In [1]:
import pandas as pd
import numpy as np

# Create sample dataset
sample_data = pd.DataFrame({
    'id': range(1, 10001),
    'date': pd.date_range(start='2020-01-01', periods=10000, freq='H'),
    'ticker': np.random.choice(['AAPL', 'GOOGL', 'AMZN', 'MSFT'], size=10000),
    'close': np.random.uniform(100, 1000, size=10000)
})
sample_data.to_csv('../data/sample_data.csv', index=False)


  'date': pd.date_range(start='2020-01-01', periods=10000, freq='H'),


In [2]:
#Measure time to insert data into MySQL:

import time
import mysql.connector

# Connect to MySQL
connection = mysql.connector.connect(
    host="localhost",
    user="root",
    password="Root",
    database="stock_analysis"
)
cursor = connection.cursor()

# Load sample data
sample_data = pd.read_csv('../data/sample_data.csv')

# Measure insertion time
start_time = time.time()
for _, row in sample_data.iterrows():
    cursor.execute("""
    INSERT INTO stock_prices (date, ticker, close)
    VALUES (%s, %s, %s)
    """, (row['date'], row['ticker'], row['close']))
connection.commit()
end_time = time.time()
print(f"MySQL Insertion Time: {end_time - start_time} seconds")

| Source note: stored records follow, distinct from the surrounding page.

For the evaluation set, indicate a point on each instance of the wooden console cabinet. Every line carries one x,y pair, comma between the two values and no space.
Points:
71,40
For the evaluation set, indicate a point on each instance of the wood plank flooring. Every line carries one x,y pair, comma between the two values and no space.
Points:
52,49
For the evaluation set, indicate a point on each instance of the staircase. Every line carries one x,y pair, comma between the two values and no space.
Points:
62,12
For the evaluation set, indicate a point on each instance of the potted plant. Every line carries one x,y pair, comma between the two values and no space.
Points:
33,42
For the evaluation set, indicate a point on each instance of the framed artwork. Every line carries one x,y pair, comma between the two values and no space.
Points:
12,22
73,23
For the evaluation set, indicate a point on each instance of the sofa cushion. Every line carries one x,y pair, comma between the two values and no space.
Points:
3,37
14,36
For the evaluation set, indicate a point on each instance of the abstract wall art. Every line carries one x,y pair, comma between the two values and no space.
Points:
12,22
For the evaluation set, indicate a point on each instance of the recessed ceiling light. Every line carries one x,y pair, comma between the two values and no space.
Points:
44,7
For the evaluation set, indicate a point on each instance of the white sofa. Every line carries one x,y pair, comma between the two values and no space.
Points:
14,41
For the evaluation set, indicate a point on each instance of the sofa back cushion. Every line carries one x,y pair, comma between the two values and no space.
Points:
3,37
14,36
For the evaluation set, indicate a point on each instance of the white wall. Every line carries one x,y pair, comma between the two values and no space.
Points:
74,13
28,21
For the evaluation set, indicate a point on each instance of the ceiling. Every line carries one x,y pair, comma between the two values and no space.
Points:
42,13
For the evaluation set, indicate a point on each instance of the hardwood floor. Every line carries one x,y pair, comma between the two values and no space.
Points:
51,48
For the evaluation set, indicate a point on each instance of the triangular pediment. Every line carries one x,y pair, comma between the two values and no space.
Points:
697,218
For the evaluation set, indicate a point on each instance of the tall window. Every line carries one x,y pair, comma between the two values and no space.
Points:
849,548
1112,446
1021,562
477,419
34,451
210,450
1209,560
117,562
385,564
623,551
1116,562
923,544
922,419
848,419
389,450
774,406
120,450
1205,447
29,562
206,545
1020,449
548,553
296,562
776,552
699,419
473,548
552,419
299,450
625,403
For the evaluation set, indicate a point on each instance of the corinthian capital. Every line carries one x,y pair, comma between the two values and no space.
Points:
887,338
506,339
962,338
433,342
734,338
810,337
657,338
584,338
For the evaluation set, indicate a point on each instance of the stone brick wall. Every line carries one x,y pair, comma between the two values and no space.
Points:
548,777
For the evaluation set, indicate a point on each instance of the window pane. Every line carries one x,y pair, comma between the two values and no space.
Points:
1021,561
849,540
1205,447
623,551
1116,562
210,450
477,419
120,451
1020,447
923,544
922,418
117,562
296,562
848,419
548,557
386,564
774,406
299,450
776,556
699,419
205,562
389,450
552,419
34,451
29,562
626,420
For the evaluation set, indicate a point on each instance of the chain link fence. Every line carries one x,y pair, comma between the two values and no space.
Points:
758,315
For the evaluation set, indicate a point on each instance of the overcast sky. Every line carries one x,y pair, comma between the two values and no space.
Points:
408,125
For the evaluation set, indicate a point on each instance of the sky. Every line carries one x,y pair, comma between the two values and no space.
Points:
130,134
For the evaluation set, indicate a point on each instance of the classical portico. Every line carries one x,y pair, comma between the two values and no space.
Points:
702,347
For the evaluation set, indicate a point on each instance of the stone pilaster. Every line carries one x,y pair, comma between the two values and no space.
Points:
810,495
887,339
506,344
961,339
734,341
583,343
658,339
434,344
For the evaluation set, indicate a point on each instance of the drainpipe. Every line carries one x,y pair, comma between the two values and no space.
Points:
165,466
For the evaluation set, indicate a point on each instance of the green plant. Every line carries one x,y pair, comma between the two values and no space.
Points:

MySQL Insertion Time: 4.256014585494995 seconds


In [3]:
#Measure time to insert data into MongoDB

from pymongo import MongoClient
import time

# Connect to MongoDB
client = MongoClient("mongodb://localhost:27017/")
db = client['stock_analysis']

# Load sample data
sample_data_dict = sample_data.to_dict('records')

# Measure insertion time
start_time = time.time()
db.stock_prices.insert_many(sample_data_dict)
end_time = time.time()
print(f"MongoDB Insertion Time: {end_time - start_time} seconds")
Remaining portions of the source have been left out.